La palabra “relativismo” es para muchos un palabrejo de curas transnochados, lectores trajeados del ABC, inmovilistas irracionales…
El relativismo es la consecuencia última del modernismo.
La causa no es otra que la falta de formación, entendiendo ésta el amor –ágape- por el estudio, la curiosidad intelectual.
Empieza confundiendo la libertad con la posibilidad de elegir. A mi coche de diésel no le echo gasolina y no porque no sea libre sino porque no soy imbécil, eso intento.
Después, viene que el hacer de la mayoría es lo correcto. En cambio, la norma está inscrita en nuestra interior. La conciencia no se puede apagar aunque seamos uno entre un millón.
También ha afectado al lenguaje, lo que nos constituye como humanos.
El significado es inherente a su significante. Si queremos cambiar una realidad o renovarla, creemos un vocablo para esa nueva existencia pero no forzamos el léxico.
La parte cómica la aportan los transhumanistas con su particular –resurreción de los muertos-.

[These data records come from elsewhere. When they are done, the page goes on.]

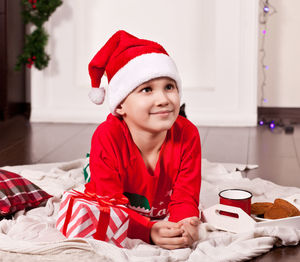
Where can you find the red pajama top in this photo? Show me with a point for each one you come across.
(173, 188)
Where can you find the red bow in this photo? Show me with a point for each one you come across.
(104, 205)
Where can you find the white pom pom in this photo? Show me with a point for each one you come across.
(97, 95)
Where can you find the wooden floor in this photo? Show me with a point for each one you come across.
(276, 153)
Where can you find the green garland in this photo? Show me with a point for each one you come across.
(36, 12)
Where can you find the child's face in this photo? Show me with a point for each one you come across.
(153, 106)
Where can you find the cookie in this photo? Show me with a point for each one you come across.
(292, 209)
(260, 208)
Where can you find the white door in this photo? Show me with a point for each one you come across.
(213, 42)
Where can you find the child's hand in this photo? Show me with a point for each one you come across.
(168, 235)
(190, 227)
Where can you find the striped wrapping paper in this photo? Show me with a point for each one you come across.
(83, 216)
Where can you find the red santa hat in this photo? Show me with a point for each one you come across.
(128, 62)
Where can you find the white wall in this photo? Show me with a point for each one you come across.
(282, 44)
(213, 42)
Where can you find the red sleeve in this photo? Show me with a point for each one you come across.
(107, 181)
(186, 190)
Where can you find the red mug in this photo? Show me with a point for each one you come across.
(236, 198)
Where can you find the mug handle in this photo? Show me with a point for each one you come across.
(242, 223)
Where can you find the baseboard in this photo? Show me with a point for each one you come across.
(283, 114)
(16, 108)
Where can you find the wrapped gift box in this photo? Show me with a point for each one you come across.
(88, 216)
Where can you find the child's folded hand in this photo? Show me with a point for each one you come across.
(168, 235)
(190, 227)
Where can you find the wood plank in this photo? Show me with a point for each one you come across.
(276, 156)
(286, 254)
(75, 147)
(42, 139)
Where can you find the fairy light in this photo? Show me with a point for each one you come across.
(267, 10)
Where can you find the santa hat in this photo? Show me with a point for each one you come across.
(128, 62)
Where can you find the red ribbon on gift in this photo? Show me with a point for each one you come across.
(105, 203)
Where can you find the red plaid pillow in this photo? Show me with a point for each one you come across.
(17, 193)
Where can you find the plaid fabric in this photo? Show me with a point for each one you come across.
(17, 193)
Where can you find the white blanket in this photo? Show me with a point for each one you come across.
(32, 236)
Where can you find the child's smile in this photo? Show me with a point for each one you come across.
(152, 106)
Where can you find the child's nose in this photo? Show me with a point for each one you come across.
(162, 98)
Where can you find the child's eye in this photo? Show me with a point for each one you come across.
(146, 89)
(170, 87)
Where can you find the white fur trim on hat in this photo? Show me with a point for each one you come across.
(97, 95)
(138, 71)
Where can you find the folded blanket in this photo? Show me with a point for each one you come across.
(32, 235)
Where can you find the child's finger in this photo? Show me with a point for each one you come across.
(171, 232)
(195, 221)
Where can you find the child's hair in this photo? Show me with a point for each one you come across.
(128, 62)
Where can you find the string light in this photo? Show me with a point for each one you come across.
(267, 11)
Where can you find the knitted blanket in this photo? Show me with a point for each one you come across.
(32, 236)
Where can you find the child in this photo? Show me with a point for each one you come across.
(144, 150)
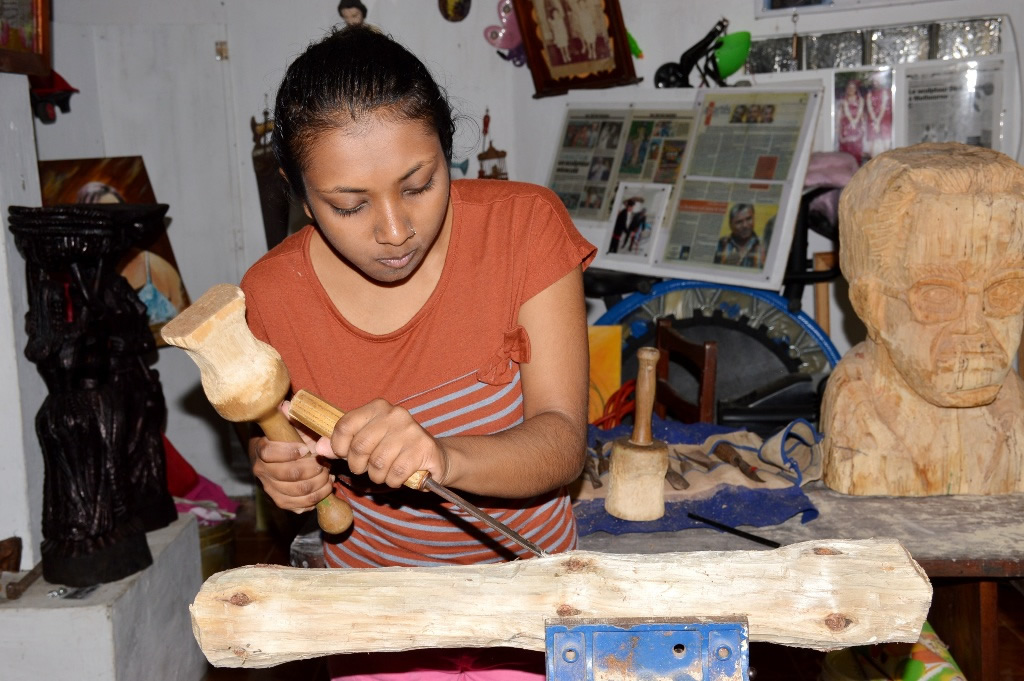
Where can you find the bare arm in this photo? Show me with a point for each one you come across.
(541, 454)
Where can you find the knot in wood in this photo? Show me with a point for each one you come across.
(837, 622)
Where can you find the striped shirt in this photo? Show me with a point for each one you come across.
(455, 366)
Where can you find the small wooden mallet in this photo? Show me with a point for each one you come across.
(244, 378)
(638, 464)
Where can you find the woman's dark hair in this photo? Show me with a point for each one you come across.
(352, 4)
(352, 73)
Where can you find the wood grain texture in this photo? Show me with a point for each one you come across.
(824, 594)
(933, 249)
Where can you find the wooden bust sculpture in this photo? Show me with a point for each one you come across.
(933, 247)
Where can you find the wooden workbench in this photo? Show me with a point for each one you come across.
(966, 545)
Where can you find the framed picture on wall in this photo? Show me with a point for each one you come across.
(151, 268)
(629, 237)
(863, 113)
(25, 37)
(573, 44)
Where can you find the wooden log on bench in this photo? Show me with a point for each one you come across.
(820, 594)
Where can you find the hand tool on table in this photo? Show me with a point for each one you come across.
(244, 378)
(15, 589)
(728, 454)
(636, 479)
(321, 417)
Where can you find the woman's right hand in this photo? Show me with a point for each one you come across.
(293, 477)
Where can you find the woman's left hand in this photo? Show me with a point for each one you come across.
(385, 442)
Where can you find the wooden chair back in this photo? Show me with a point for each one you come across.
(701, 358)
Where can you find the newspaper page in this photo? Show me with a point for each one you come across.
(748, 135)
(723, 223)
(955, 101)
(719, 221)
(654, 145)
(586, 165)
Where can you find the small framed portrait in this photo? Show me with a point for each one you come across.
(637, 216)
(574, 44)
(25, 37)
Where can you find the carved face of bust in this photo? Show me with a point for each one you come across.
(950, 313)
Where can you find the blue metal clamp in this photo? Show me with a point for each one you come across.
(619, 649)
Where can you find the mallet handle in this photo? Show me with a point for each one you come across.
(647, 357)
(321, 417)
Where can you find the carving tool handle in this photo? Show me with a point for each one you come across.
(333, 514)
(647, 358)
(321, 418)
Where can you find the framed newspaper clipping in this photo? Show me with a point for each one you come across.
(964, 100)
(735, 206)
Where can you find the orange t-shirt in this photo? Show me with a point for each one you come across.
(455, 366)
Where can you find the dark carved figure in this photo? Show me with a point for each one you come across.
(99, 427)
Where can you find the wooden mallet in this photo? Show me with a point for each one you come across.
(636, 480)
(244, 378)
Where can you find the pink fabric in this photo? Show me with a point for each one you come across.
(453, 665)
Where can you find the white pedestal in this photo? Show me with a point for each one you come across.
(137, 628)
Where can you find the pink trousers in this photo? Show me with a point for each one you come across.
(448, 665)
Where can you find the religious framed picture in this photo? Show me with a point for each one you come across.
(863, 113)
(574, 44)
(25, 37)
(151, 268)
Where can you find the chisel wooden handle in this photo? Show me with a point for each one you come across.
(321, 417)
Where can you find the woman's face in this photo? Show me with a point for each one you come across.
(379, 192)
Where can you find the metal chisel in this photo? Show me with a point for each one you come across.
(321, 417)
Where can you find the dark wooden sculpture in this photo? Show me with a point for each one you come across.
(99, 427)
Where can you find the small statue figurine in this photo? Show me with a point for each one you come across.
(933, 247)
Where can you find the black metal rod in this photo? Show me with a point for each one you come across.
(733, 530)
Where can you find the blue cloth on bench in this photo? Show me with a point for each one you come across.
(730, 505)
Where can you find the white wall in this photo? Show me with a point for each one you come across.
(152, 86)
(22, 462)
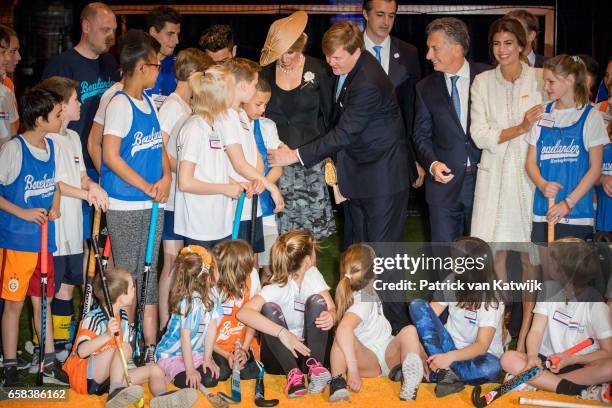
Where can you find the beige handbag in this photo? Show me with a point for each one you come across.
(332, 180)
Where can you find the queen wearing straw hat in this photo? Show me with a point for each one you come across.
(301, 105)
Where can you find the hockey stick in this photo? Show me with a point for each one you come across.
(91, 267)
(253, 218)
(489, 397)
(145, 281)
(260, 399)
(44, 242)
(553, 361)
(214, 400)
(108, 311)
(551, 225)
(559, 404)
(236, 394)
(238, 216)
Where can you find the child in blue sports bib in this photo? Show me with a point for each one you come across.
(565, 151)
(136, 172)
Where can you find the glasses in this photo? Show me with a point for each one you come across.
(157, 66)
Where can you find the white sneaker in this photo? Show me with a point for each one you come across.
(412, 371)
(526, 387)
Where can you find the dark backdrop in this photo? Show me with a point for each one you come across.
(47, 27)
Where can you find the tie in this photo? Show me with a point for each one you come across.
(455, 96)
(377, 49)
(341, 79)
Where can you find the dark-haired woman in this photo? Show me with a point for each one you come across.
(136, 170)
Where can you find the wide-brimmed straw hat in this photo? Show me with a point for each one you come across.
(281, 36)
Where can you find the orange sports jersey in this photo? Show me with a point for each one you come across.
(230, 328)
(94, 324)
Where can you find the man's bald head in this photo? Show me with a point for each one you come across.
(98, 25)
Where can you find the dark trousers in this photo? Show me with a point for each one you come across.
(277, 359)
(375, 219)
(450, 223)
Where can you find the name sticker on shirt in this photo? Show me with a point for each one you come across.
(546, 121)
(228, 310)
(215, 143)
(299, 304)
(471, 316)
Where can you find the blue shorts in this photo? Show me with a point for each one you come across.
(87, 209)
(205, 244)
(68, 270)
(168, 232)
(245, 234)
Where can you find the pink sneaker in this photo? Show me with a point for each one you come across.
(295, 384)
(318, 376)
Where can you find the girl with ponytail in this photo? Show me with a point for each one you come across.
(364, 346)
(565, 152)
(203, 205)
(294, 313)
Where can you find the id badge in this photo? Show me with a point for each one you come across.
(215, 143)
(299, 304)
(561, 318)
(158, 100)
(546, 121)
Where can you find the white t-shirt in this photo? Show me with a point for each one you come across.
(172, 115)
(374, 327)
(70, 166)
(203, 217)
(594, 132)
(106, 97)
(572, 322)
(228, 304)
(292, 298)
(271, 141)
(235, 128)
(11, 157)
(463, 325)
(8, 113)
(118, 123)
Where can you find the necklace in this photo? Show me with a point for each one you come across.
(292, 69)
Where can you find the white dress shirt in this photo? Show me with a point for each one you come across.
(463, 86)
(385, 51)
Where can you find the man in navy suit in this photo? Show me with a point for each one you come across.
(368, 142)
(441, 130)
(400, 61)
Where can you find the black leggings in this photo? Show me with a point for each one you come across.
(277, 359)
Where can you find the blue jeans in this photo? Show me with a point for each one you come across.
(436, 340)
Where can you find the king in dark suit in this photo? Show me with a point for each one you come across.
(441, 131)
(368, 143)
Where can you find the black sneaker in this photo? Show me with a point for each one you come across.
(11, 378)
(149, 354)
(54, 374)
(120, 397)
(447, 383)
(337, 389)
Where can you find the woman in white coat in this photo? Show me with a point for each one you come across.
(506, 103)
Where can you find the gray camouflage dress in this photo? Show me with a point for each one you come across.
(301, 115)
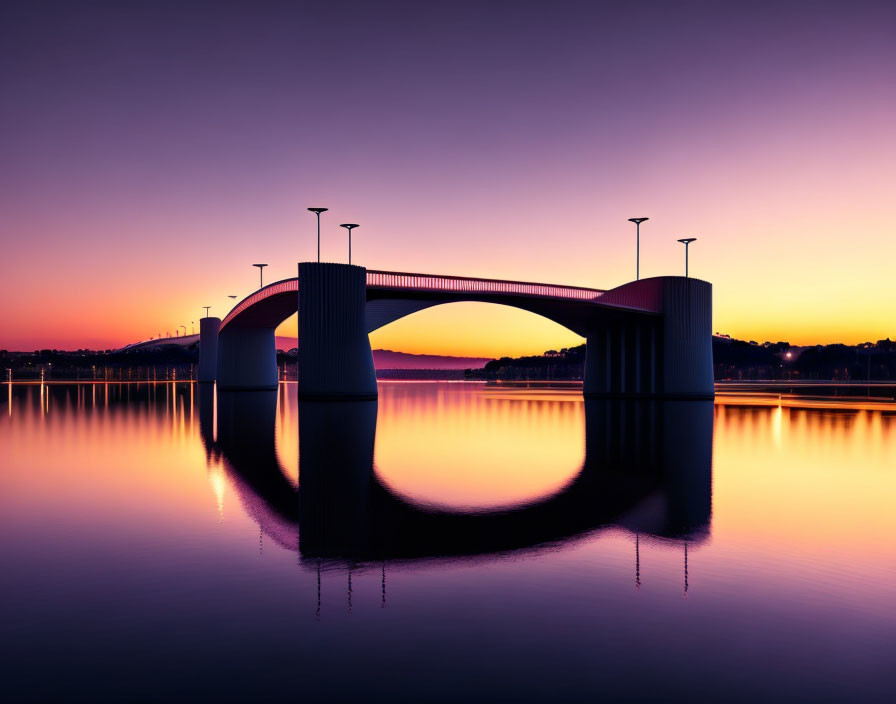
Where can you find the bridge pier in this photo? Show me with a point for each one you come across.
(664, 355)
(208, 348)
(335, 360)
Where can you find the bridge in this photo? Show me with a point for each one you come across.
(645, 339)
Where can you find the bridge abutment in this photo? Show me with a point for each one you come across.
(335, 360)
(208, 348)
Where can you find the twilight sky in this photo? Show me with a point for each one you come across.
(150, 152)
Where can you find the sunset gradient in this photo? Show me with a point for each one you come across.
(150, 153)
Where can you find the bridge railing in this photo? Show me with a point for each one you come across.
(283, 286)
(458, 284)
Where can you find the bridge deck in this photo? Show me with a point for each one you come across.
(404, 281)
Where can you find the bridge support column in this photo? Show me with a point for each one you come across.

Por último, la democracia está inserta en la ley y viceversa aunque nos empeñemos en que la democracia es todo en todo momento.
Acabo con Dostoievsky, el mayor conocedor del alma humana: “Dos y dos son cuatro. La naturaleza no te pide opinión. No le interesan tus preferencias ni si apruebas sus leyes. Tienes que aceptar la naturaleza tal y como es, con todas las consecuencias que ello implica”.